Хотя живот под синим платьем казался небольшим и не очень заметным, ему чудилось, что она ковыляла вперевалку. Ее лицо покраснело, светлые волосы выбивались влажными прядями из-под шляпы.

– Ты пойдешь сегодня к старику Паттерсону? – спросил он.

– Вероятно. – Она с беспокойством взглянула на него.

Паттерсон, краснолицый армейский доктор, будет через четыре месяца принимать у нее роды. Казалось, Розе было неприятно говорить о нем, как и самому Джеку было неприятно думать, что толстые, волосатые пальцы мужчины прикоснутся к его жене. Когда несколько вечеров назад они столкнулись в клубе (в таком маленьком гарнизоне невозможно долго не видеться), Паттерсон, слегка пьяный, сказал: «Так как себя чувствует наша малышка?» – и улыбнулся ей так, словно она принадлежала им обоим. И к стыду Джека, злость, которую он тогда почувствовал – неодолимое желание двинуть доктору в челюсть, – была самой сильной его эмоцией. Тогда он и не думал о ребенке. До этого он испытывал не более чем немое удивление, ощущение нереальности. Ребенок был ошибкой, как недвусмысленно дал понять его новый командир; женитьба до тридцати уже ничего хорошего не предвещала, а уж если появлялся «щенок», как он это назвал, «тогда вообще хоть застрелись».

Да, та ночь в клубе была ужасна. Это было после того, как он получил письмо от Суниты. «Я надеюсь, что ты тоже счастлив». Он сидел там, пил виски больше обычного, и его мысли вызывали у него такие же болевые спазмы, как вызывает их зубная боль или костный перелом.

Роза сидела напротив него. Толстушка Роза, потому что ее лицо явно округлилось, в своем синем просторном платье, такая добрая и милая, такая реальная и нужная ему.

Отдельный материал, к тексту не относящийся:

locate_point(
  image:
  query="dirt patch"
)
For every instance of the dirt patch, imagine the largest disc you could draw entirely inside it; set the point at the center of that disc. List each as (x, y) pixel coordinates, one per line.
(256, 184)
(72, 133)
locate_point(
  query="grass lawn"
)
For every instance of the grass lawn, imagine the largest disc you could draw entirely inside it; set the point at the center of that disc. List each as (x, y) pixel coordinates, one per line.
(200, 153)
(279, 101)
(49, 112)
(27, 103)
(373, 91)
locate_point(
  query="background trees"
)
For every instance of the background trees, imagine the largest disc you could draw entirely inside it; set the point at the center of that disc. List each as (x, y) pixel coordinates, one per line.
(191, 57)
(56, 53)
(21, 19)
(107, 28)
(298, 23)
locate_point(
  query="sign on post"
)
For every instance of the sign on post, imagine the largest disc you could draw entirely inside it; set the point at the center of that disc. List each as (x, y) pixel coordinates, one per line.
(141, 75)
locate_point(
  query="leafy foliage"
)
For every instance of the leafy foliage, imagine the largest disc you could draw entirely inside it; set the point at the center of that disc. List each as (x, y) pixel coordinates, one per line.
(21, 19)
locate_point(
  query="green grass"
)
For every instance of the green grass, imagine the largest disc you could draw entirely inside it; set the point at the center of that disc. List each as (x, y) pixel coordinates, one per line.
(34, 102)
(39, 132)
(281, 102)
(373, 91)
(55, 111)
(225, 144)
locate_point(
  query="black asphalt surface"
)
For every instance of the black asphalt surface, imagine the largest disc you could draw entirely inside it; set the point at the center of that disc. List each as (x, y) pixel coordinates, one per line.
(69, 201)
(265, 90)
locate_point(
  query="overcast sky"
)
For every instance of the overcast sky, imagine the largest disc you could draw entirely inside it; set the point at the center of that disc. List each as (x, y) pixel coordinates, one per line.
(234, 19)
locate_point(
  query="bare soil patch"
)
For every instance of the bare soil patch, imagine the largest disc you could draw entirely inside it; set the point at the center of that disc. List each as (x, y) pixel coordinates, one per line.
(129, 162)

Но мысли о Суните все равно прорывались через все запреты, словно ребенок, орущий на заключительной репетиции концерта. «Я скучаю по тебе, Сунита. Я хочу тебя. Это были самые лучшие дни в моей жизни».

– Просто сок лайма и содовая, благодарю.

Роза улыбнулась официанту, и тот улыбнулся в ответ, нежно, любяще, так, как Джек хотел бы ей улыбаться, если б мог. Одним из многих достоинств, которые он уважал в Розе, было ее умение быть приятной со всеми. Она была честной и искренне относилась к другим людям. «Сунита, Сунита, распусти свои длинные волосы». Роза никогда не превратится в чудовищную мэмсахиб, которая тиранит своих слуг. Хорошие манеры Розы опираются на сочувствие и уважение, и домашняя прислуга уже обожала ее. Дургабаи больше радовалась их будущему ребенку, чем сам Джек.

И Роза ничего не боялась, была спокойной. Джек боялся больше – на кладбище Пуны было полно английских младенцев, умерших от тифа и укусов собак, малярии и жары. Дети и их матери. У Паттерсона, бесчувственного осла, имелся целый набор «забавных историй», которые он рассказывал будущим матерям.

Вот одна из его излюбленных баек, которую он рассказал в тот вечер.

– Милый малыш, – загрохотал его бас, – сидел на руках матери и пил молоко из бутылочки. Тут появилась огромная стая обезьян, они выхватили его у матери и унеслись прочь. Ха-ха-ха. Надеюсь, вы будете более осторожными.

Роза вежливо посмеялась, хотя слышала историю раньше. Умоляюще взглянула на Джека – мол, спасай.

Он подвинулся ближе к ней.

– Как там поживает Тори?

Он отгородил ее от всех, усевшись рядом и обняв за плечи. Она удивилась – он редко обнимал ее на людях, да еще спросил про Тори.

– Ты ничего еще мне не рассказала.

– Я не думала, что тебе это будет интересно, – ответила она. Тут он с удивлением увидел, как задрожал ее подбородок. Когда он перевел взгляд на бар, Паттерсон все еще смотрел на нее. С ухмылкой. Все подмечая. Вероятно, это из-за ее беременности, решил он. В первые три месяца это с ней бывало, но теперь она практически не плакала.

– Я возьму рикшу, – поспешно сказал он. – А ты расскажешь мне все по дороге.


– Конечно, мне интересно, – сказал он. – Не надо молчать о таких вещах.

Он с сожалением спохватился, что в его словах прозвучал упрек, а ведь он старался быть внимательным.

Она только что сообщила ему, что Тори отправится домой 25 мая.